Friday 6 July 2007

Wind and colours


Poppies earlier this week in the garden before the wind


Every plant in the garden over the height of about 8 inches is getting blown over, this doesn't stop me being amazed by the array of wild colours. Colours put together by humans often screech and look nasty, yet naturally in the garden, purple can be next to red, blue and pink with green all around and it looks fabulous. Little tiny cuttings and mangy looking plants have turned into beasts with flowers and smells - amazing. The petunias we grew did nothing but the sunflowers are 7ft tall and flowering, sweet peas are weaving their way up the bean stems, the roses grown from cuttings pinched from other gardens are in bloom and something called Nolana is producing lame leaves but a mass of wide blue bell-shaped fowers with yellow winking middles. I have to ask myself why, when I grew up with parents running a nursery, when I could see the amazing power in a painting, was I completely disinterested in the magic and beauty that develops in the garden? Teenage apathy I reckon!
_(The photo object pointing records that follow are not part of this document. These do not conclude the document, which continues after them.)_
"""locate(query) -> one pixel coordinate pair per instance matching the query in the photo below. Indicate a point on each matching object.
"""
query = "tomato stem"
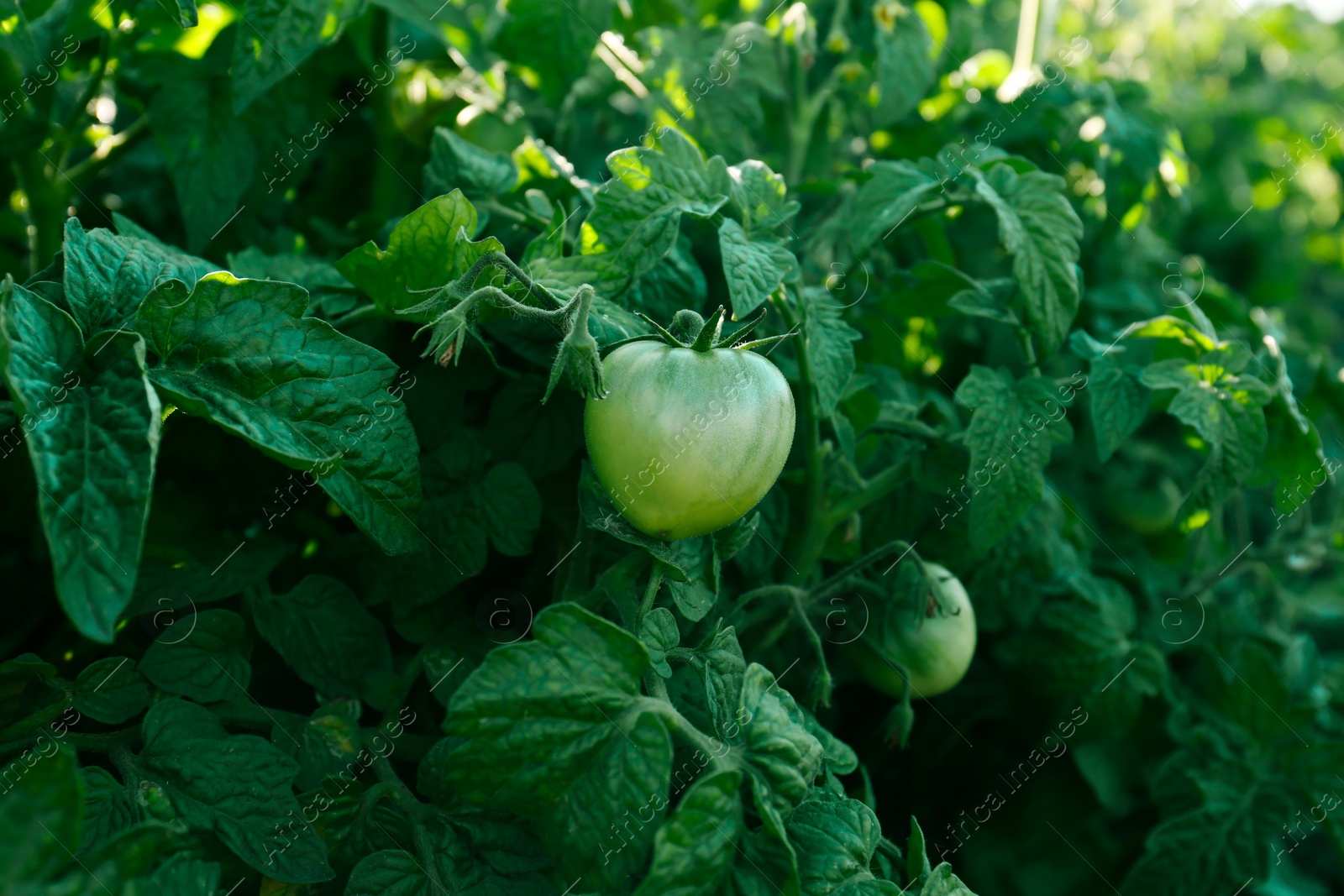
(813, 527)
(649, 594)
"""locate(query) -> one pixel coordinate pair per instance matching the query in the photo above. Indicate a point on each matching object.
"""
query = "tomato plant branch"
(46, 208)
(649, 594)
(81, 107)
(416, 813)
(812, 537)
(823, 674)
(837, 580)
(108, 149)
(875, 488)
(712, 747)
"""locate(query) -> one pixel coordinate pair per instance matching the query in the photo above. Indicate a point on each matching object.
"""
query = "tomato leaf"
(659, 633)
(277, 36)
(108, 808)
(459, 164)
(107, 275)
(830, 345)
(889, 197)
(1011, 434)
(835, 842)
(905, 67)
(40, 821)
(472, 855)
(783, 754)
(582, 746)
(754, 268)
(1225, 406)
(638, 214)
(429, 248)
(1119, 405)
(201, 658)
(212, 155)
(326, 636)
(1041, 230)
(237, 786)
(93, 453)
(242, 355)
(112, 691)
(554, 40)
(696, 851)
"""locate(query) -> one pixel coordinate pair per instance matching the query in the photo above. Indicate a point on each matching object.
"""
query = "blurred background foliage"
(1202, 143)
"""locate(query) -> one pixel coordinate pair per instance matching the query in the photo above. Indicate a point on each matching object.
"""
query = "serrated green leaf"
(840, 757)
(555, 730)
(201, 658)
(696, 848)
(108, 808)
(830, 348)
(659, 633)
(511, 510)
(277, 36)
(1119, 405)
(429, 248)
(474, 855)
(638, 214)
(1011, 432)
(723, 669)
(459, 164)
(555, 40)
(315, 275)
(237, 786)
(759, 196)
(326, 636)
(753, 268)
(112, 691)
(779, 747)
(835, 842)
(905, 69)
(242, 355)
(1041, 230)
(93, 453)
(108, 275)
(696, 559)
(40, 822)
(1220, 846)
(212, 155)
(1225, 407)
(889, 197)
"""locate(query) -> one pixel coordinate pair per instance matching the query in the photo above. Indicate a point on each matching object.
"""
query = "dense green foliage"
(311, 587)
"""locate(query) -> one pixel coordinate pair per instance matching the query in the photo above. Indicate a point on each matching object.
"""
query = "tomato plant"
(701, 446)
(925, 653)
(689, 437)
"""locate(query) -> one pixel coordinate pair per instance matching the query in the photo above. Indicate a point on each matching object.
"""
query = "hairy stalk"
(416, 813)
(815, 642)
(813, 526)
(875, 488)
(711, 747)
(649, 594)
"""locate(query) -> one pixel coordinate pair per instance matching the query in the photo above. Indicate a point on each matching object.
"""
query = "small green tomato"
(690, 436)
(934, 651)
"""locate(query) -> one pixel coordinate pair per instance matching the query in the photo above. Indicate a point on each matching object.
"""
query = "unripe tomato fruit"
(687, 439)
(934, 651)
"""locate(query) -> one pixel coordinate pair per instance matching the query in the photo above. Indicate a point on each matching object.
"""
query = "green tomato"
(934, 651)
(689, 441)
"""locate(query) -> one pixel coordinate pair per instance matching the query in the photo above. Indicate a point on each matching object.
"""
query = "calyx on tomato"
(931, 651)
(696, 427)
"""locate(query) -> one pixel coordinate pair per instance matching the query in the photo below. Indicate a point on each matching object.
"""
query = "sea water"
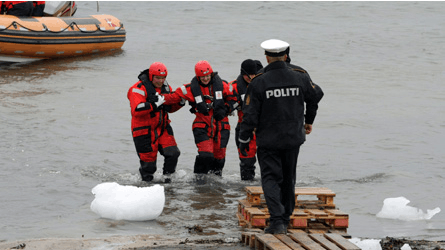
(379, 133)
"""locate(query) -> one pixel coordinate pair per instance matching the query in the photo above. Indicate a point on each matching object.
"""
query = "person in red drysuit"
(212, 100)
(150, 123)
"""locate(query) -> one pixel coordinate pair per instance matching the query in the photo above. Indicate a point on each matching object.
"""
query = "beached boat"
(61, 35)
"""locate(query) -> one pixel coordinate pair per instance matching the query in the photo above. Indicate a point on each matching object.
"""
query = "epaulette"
(257, 75)
(301, 70)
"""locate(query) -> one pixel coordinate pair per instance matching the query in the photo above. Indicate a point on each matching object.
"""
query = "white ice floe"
(113, 201)
(397, 208)
(406, 247)
(367, 244)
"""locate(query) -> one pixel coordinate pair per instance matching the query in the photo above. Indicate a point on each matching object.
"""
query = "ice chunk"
(113, 201)
(397, 208)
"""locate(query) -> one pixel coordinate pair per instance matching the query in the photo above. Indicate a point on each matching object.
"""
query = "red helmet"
(157, 69)
(203, 68)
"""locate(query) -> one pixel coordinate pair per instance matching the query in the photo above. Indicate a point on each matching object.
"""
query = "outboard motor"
(59, 8)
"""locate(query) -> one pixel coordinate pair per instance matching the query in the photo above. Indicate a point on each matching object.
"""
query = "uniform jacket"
(275, 105)
(147, 119)
(239, 90)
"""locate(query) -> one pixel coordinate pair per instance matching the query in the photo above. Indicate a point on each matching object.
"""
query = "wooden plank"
(340, 231)
(324, 242)
(289, 242)
(314, 191)
(242, 222)
(341, 242)
(295, 231)
(248, 238)
(305, 241)
(317, 213)
(269, 241)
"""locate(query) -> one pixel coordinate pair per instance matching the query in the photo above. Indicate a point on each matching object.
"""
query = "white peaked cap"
(274, 47)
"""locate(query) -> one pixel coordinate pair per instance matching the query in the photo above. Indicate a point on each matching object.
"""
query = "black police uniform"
(275, 107)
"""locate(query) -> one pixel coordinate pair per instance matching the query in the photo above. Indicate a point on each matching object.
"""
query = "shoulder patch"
(257, 75)
(304, 71)
(248, 100)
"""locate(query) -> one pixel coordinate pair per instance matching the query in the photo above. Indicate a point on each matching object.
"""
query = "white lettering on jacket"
(284, 92)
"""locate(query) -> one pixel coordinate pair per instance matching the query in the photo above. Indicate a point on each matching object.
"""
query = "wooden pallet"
(324, 197)
(258, 217)
(297, 239)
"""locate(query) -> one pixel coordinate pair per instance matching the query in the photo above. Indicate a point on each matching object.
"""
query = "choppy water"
(380, 130)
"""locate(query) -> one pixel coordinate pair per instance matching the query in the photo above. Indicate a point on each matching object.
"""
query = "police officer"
(274, 107)
(150, 125)
(249, 69)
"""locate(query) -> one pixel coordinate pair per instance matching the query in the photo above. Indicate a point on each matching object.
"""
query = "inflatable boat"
(35, 38)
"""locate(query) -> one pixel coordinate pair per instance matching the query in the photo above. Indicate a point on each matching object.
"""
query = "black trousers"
(278, 176)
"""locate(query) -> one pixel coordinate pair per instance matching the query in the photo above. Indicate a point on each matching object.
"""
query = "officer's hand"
(308, 128)
(153, 98)
(244, 148)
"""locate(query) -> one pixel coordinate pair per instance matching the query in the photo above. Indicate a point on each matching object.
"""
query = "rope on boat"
(71, 25)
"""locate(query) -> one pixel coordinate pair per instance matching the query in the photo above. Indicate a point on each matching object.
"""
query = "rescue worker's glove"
(244, 146)
(152, 98)
(159, 102)
(182, 102)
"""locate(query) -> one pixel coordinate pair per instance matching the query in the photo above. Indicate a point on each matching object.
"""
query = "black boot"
(247, 168)
(147, 170)
(218, 165)
(276, 228)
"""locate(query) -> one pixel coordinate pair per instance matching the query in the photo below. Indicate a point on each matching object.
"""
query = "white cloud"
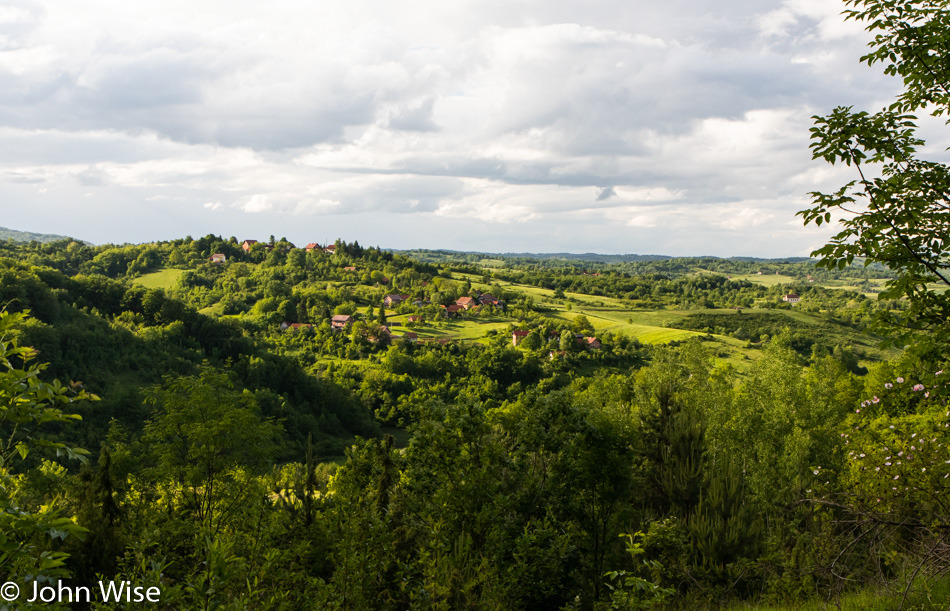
(593, 125)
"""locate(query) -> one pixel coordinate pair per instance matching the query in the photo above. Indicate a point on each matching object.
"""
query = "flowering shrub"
(896, 476)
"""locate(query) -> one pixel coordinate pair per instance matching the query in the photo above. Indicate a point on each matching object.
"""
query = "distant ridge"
(29, 236)
(589, 256)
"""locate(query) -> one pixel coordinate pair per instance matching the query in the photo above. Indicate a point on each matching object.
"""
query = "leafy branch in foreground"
(26, 404)
(896, 211)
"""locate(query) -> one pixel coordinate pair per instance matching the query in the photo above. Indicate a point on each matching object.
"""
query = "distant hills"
(29, 236)
(472, 256)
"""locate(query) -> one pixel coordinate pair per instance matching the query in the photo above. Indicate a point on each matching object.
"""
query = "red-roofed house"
(518, 336)
(295, 326)
(453, 311)
(341, 321)
(391, 300)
Workwise, I have to get the editorial into some kind of shape for the Continence Review magazine, quarterly and 40 pages long it always takes ages to knock into shape. One of my self-assumed - in the name of making incontinence more popular-culture - tasks with this one is sourcing appropriate pics: a tangle of hoses for a catheter article; a huddle of emos for a teenage incontinence article...The Continence Foundation bods are good to work with and when it actually morphs in to a magazine I always feel proud. Then this afternoon I am off to see Linda Crane who runs Shropshire Autistic Supporters - a dame formidable!